Chapter 10 – Alise

Chapter Ten

Alise

The phone buzzes against the cluttered desk.

I don’t even have to look to know who’s calling me.

The vibration alone carries a sense of urgency that only one person can summon without a single word.

I swipe at the screen to answer, cradling the phone between my cheek and shoulder as I keep tapping out inventory numbers.

“Hey, Auntie Mel.”

“Don’t you ‘hey’ me, like you’re not thirty seconds from screening my calls,” she says without preamble, the familiar warmth of her voice cutting through the sterile buzz of the rink office.

“I can’t stop worrying if he’s breathing.

Eating. Standing upright with both eyes facing the same direction. ”

Beau has been back home in Redwood Falls for a few weeks, and to say we’ve all been hovering is an understatement. But none of us more than Auntie Mel. I have a feeling that his only reprieve is when he comes to the rink to coach the U14 team.

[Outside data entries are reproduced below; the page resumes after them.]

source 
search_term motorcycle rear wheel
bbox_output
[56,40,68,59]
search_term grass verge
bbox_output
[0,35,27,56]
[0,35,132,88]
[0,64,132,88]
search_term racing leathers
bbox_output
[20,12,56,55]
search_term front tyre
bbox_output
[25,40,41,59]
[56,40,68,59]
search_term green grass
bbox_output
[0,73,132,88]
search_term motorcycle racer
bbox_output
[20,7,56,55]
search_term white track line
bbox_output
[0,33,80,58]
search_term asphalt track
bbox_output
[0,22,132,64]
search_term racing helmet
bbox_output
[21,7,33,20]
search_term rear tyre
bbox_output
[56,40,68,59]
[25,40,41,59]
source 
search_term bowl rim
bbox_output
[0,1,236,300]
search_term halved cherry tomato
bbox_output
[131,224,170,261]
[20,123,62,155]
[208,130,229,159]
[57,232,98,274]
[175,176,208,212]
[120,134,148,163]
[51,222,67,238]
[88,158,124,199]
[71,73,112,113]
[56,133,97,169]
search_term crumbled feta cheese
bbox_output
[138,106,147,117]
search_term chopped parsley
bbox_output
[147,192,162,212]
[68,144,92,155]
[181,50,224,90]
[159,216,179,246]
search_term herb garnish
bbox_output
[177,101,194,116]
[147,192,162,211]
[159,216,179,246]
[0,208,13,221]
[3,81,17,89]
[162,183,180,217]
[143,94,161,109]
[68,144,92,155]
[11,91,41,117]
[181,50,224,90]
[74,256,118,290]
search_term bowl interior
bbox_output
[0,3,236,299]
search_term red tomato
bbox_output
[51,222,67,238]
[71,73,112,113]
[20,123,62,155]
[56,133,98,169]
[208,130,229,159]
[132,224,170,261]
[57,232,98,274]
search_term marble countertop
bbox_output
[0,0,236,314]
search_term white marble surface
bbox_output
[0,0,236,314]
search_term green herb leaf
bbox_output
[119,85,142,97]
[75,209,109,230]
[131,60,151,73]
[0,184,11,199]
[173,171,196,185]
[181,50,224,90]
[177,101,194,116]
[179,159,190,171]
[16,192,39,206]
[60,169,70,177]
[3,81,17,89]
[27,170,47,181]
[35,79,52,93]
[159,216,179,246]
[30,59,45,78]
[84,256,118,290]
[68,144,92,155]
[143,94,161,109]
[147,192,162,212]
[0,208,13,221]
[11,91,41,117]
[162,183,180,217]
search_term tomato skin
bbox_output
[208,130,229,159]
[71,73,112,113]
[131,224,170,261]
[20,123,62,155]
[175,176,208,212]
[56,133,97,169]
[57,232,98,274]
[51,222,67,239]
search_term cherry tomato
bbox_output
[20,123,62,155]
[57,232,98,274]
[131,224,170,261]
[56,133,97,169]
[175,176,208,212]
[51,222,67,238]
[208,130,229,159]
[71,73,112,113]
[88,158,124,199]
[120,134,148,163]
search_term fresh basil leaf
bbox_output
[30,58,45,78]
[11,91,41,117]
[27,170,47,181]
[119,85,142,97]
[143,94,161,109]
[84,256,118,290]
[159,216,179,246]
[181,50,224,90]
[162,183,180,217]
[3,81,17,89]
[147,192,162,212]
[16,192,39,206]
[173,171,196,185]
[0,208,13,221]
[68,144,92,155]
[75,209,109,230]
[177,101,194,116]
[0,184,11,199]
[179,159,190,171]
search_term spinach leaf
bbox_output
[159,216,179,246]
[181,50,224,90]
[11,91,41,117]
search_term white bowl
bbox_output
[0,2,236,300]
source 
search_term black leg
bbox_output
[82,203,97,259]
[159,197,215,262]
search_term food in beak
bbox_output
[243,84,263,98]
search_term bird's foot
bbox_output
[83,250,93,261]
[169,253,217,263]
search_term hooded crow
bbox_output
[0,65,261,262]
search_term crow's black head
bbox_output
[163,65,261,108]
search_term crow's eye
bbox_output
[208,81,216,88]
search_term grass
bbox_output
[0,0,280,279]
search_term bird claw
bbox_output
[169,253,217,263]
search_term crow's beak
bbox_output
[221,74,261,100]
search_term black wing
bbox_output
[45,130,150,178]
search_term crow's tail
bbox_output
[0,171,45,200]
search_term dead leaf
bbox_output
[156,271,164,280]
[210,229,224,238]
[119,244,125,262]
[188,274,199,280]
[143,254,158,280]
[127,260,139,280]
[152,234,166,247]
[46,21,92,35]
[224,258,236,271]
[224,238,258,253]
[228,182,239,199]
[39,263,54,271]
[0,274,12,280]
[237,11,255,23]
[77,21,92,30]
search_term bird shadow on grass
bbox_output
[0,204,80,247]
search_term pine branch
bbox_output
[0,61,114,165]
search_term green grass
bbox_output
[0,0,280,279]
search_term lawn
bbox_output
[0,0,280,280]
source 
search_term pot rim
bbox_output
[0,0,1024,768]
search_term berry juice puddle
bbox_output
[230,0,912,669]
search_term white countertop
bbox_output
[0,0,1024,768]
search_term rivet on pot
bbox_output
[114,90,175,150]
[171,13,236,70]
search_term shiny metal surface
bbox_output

I roll my eyes skyward, even as my lips twitch. “Yes. No. Maybe. You know Beau.”

“Oh, I do. That boy has the emotional communication skills of a decorative throw pillow and the pain tolerance of a warhorse. But he’s still my baby, and I can’t stop worrying. I’ve gone as far as placing my hand on his chest when he’s sleeping just to make sure he’s still breathing.”

“It’s okay, Auntie Mel,” I respond, my voice softening around the edges. “Everyone is worried about him. Ramona even drove down to be at practice today.”

“Doesn’t the team have a game?”

“Yes, but not until 7:30. Beau is leaving practice early today so they can make it by the first puck drop. It was the only way Cooper would stop pestering him about coming.”

“Cooper is being so overprotective. Beau needs to be there for his team. And I already know what you’re going to say. Pot, meet kettle, but Beau is sitting on a bench at the game, not trying to corral a gaggle of teenage boys.”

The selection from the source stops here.